Agama menurut pendekatan antropologis adalah hubungan mekanisme pengorganisasian (social organization) juga tidak kalah menarik untuk diketahui. Khusus di Indonesia, karya Clifford Geertz, The Religion of Java. Menurut Geertz, adanya klasifikasi sosial dalam masyarakat Muslim di Jawa: santri, priyayi, dan abangan. Hasil penelitian antropologis di Jawa Timur ini dapat sanggahan dari berbagai ilmuwan sosial, kontruksi stratifikasi sosial cukup membuat orang berfikir ulang mengecek keabsahannya.
Pendekatan antropologis fenomenologis, kita dapat melihat hubungan antara agama dan negara (state and religion). Contohnya Turkey modern yang mayoritas penduduknya beragama Islam, tetapi konstitusi negaranya menyebut sekularisme sebagai prinsip dasar kenegaraan yang tidak bisa ditawar-tawar. Belum lagi, kerajaan Saudi Arabia dan Negara Republik Iran yang berdasarkan Islam. Kedua sistem pemerintahan sangat berbeda, yaitu kerajaan dan republik. Dan, Negara Kesatuan Republik Indonesia, yang mayoritas penduduknya beragama Islam, tetapi menjadikan Pancasila sebagai asas tunggal.
Selanjutnya, melalui pendekatan antropologis ini, dapat ditemukan keterkaitan agama dengan psikoterapi
1. Signum Freud (1856-1939), mengaitkan agama dengan oedipus kompleks, yakni pengalaman infantile seorang anak yang tidak berdaya di hadapan kekuatan dan kekuasaan bapaknya. Agama dinilainya sebagai neurosis. Dia mengungkapkan hubungan antara id, ego, dan superego.
2. C.G. Jung, menemukan hasil temuan psikoanalisisnya yang berbalik arah dari yang ditemukan oleh Freud. Menurutnya, ada korelasi yang sangat positif antara agama dan kesehatan mental.

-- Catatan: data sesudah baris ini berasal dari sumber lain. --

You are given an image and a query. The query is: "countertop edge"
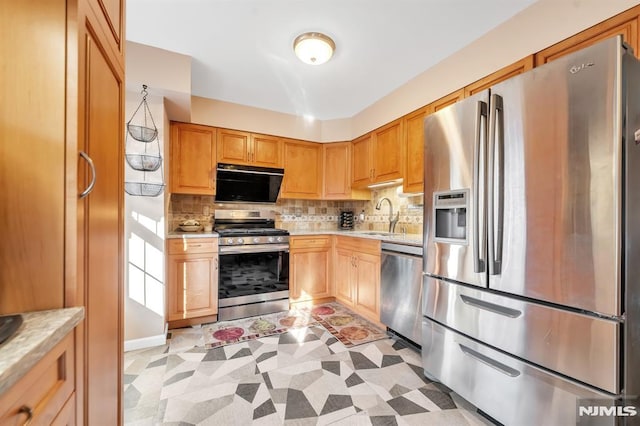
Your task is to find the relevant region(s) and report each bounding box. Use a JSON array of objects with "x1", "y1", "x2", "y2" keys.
[
  {"x1": 289, "y1": 230, "x2": 422, "y2": 247},
  {"x1": 0, "y1": 306, "x2": 84, "y2": 395}
]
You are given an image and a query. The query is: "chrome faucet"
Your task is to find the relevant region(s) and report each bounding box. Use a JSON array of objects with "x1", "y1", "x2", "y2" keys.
[{"x1": 376, "y1": 197, "x2": 400, "y2": 233}]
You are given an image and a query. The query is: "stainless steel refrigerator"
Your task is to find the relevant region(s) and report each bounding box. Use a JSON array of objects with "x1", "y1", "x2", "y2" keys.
[{"x1": 422, "y1": 37, "x2": 640, "y2": 426}]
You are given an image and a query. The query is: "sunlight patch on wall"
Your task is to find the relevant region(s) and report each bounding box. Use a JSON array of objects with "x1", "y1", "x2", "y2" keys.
[{"x1": 128, "y1": 230, "x2": 164, "y2": 315}]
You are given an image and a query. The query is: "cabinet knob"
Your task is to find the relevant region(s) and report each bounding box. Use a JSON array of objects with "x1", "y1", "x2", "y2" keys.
[{"x1": 18, "y1": 405, "x2": 33, "y2": 426}]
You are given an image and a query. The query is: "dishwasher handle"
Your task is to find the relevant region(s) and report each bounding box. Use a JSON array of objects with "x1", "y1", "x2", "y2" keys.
[{"x1": 380, "y1": 243, "x2": 423, "y2": 258}]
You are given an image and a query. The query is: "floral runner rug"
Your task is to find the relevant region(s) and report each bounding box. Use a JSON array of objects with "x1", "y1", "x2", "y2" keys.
[{"x1": 202, "y1": 303, "x2": 387, "y2": 349}]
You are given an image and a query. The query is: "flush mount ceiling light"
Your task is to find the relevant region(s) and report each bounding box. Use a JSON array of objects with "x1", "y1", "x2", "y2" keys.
[{"x1": 293, "y1": 33, "x2": 336, "y2": 65}]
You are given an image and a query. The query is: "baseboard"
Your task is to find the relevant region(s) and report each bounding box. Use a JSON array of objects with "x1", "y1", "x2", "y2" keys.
[{"x1": 124, "y1": 325, "x2": 167, "y2": 352}]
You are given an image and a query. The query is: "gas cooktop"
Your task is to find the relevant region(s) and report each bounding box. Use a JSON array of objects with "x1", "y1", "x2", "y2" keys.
[{"x1": 215, "y1": 228, "x2": 289, "y2": 237}]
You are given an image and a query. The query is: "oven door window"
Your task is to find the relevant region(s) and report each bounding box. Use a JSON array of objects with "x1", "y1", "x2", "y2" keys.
[{"x1": 218, "y1": 252, "x2": 289, "y2": 299}]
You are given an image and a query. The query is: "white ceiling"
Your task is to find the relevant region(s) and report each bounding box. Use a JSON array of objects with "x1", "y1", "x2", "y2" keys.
[{"x1": 126, "y1": 0, "x2": 536, "y2": 120}]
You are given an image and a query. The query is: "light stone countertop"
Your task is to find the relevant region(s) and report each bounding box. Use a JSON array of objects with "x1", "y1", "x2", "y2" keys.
[
  {"x1": 167, "y1": 229, "x2": 422, "y2": 246},
  {"x1": 289, "y1": 230, "x2": 422, "y2": 247},
  {"x1": 167, "y1": 230, "x2": 219, "y2": 239},
  {"x1": 0, "y1": 307, "x2": 84, "y2": 394}
]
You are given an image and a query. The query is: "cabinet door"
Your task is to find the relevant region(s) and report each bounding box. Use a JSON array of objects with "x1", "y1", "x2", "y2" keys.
[
  {"x1": 280, "y1": 140, "x2": 322, "y2": 200},
  {"x1": 334, "y1": 247, "x2": 356, "y2": 306},
  {"x1": 373, "y1": 120, "x2": 404, "y2": 182},
  {"x1": 290, "y1": 247, "x2": 331, "y2": 302},
  {"x1": 77, "y1": 9, "x2": 125, "y2": 424},
  {"x1": 0, "y1": 0, "x2": 66, "y2": 314},
  {"x1": 216, "y1": 129, "x2": 251, "y2": 164},
  {"x1": 250, "y1": 134, "x2": 282, "y2": 168},
  {"x1": 169, "y1": 123, "x2": 216, "y2": 195},
  {"x1": 402, "y1": 107, "x2": 430, "y2": 192},
  {"x1": 535, "y1": 7, "x2": 640, "y2": 67},
  {"x1": 351, "y1": 133, "x2": 373, "y2": 188},
  {"x1": 322, "y1": 142, "x2": 351, "y2": 200},
  {"x1": 355, "y1": 253, "x2": 380, "y2": 321},
  {"x1": 167, "y1": 253, "x2": 218, "y2": 321}
]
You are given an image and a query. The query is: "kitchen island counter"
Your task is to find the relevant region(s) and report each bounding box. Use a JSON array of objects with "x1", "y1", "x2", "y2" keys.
[{"x1": 0, "y1": 307, "x2": 84, "y2": 395}]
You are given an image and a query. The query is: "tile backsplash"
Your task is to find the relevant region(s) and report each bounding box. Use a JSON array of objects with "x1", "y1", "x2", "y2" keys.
[{"x1": 167, "y1": 186, "x2": 423, "y2": 234}]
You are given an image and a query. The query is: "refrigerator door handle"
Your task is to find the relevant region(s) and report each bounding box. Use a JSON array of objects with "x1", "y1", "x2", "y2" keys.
[
  {"x1": 460, "y1": 294, "x2": 522, "y2": 318},
  {"x1": 473, "y1": 101, "x2": 488, "y2": 272},
  {"x1": 458, "y1": 343, "x2": 520, "y2": 377},
  {"x1": 487, "y1": 94, "x2": 504, "y2": 275}
]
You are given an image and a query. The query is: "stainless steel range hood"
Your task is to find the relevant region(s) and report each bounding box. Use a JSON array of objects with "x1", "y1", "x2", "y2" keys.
[{"x1": 215, "y1": 163, "x2": 284, "y2": 204}]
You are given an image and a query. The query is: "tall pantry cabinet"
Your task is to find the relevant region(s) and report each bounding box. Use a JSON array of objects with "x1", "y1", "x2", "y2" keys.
[
  {"x1": 0, "y1": 0, "x2": 124, "y2": 425},
  {"x1": 75, "y1": 0, "x2": 125, "y2": 425}
]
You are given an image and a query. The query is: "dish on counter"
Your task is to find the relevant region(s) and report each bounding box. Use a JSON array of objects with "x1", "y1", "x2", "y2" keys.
[{"x1": 178, "y1": 219, "x2": 201, "y2": 232}]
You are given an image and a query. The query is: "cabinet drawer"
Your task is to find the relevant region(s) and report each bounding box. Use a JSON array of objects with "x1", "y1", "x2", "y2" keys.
[
  {"x1": 336, "y1": 236, "x2": 381, "y2": 256},
  {"x1": 168, "y1": 238, "x2": 218, "y2": 254},
  {"x1": 289, "y1": 235, "x2": 331, "y2": 249},
  {"x1": 0, "y1": 332, "x2": 75, "y2": 425}
]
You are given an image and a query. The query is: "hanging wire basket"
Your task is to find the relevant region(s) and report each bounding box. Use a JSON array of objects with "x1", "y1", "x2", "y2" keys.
[
  {"x1": 125, "y1": 154, "x2": 162, "y2": 172},
  {"x1": 124, "y1": 182, "x2": 164, "y2": 197},
  {"x1": 127, "y1": 123, "x2": 158, "y2": 142},
  {"x1": 127, "y1": 85, "x2": 158, "y2": 142},
  {"x1": 124, "y1": 85, "x2": 165, "y2": 197}
]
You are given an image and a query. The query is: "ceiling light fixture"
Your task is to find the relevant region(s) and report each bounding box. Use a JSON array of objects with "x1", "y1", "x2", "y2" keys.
[{"x1": 293, "y1": 33, "x2": 336, "y2": 65}]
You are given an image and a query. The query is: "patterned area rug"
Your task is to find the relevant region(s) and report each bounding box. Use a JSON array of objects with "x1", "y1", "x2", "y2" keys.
[
  {"x1": 202, "y1": 303, "x2": 387, "y2": 349},
  {"x1": 300, "y1": 303, "x2": 387, "y2": 348},
  {"x1": 202, "y1": 309, "x2": 316, "y2": 349}
]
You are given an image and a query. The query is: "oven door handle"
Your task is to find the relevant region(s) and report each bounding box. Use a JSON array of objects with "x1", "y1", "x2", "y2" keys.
[{"x1": 219, "y1": 244, "x2": 289, "y2": 255}]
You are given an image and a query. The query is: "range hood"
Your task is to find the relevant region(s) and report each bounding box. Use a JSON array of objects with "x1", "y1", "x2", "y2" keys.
[{"x1": 215, "y1": 163, "x2": 284, "y2": 204}]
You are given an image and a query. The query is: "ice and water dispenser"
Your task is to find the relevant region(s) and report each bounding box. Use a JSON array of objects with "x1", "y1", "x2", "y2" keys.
[{"x1": 433, "y1": 189, "x2": 469, "y2": 244}]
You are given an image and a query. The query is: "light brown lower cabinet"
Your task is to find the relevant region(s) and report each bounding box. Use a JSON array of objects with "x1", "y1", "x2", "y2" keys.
[
  {"x1": 167, "y1": 238, "x2": 218, "y2": 322},
  {"x1": 334, "y1": 236, "x2": 380, "y2": 322},
  {"x1": 289, "y1": 235, "x2": 332, "y2": 303},
  {"x1": 0, "y1": 331, "x2": 76, "y2": 425}
]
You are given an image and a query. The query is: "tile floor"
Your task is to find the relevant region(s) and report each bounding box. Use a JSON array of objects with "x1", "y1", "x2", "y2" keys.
[{"x1": 124, "y1": 312, "x2": 490, "y2": 426}]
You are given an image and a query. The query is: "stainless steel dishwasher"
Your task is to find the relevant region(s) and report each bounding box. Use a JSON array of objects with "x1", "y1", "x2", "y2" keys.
[{"x1": 380, "y1": 242, "x2": 423, "y2": 345}]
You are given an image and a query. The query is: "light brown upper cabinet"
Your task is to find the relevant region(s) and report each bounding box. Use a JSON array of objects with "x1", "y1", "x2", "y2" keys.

Sebagaimana tersebut di atas terlihat dengan jelas hubungan agama dengan berbagai masalah kehidupan manusia, dan dengan itu pula, agama terlihat akrab dan fungsional dengan berbagai fenomena kehidupan manusia.
Dalam Al-Qur’an Al-Karim, sebagai sumber utama ajaran Islam misalnya, kita memperoleh informasi tentang kapal Nabi Nuh di Gunung Arafat, kisah Ashabul Kahfi yang dapat bertahan hidup dalam gua lebih dari 300 tahun lamanya. Untuk mengetahui dimana bangkai kapal Nabi Nuh itu, dan di mana kira-kira gua itu dan bagaimana bisa terjadi peristiwa menakjubkan itu, atau hal fiktif? Tentu masih banyak lagi contoh lain yang hanya dapat dijelaskan dengan bantuan ahli geografi dan akeologi.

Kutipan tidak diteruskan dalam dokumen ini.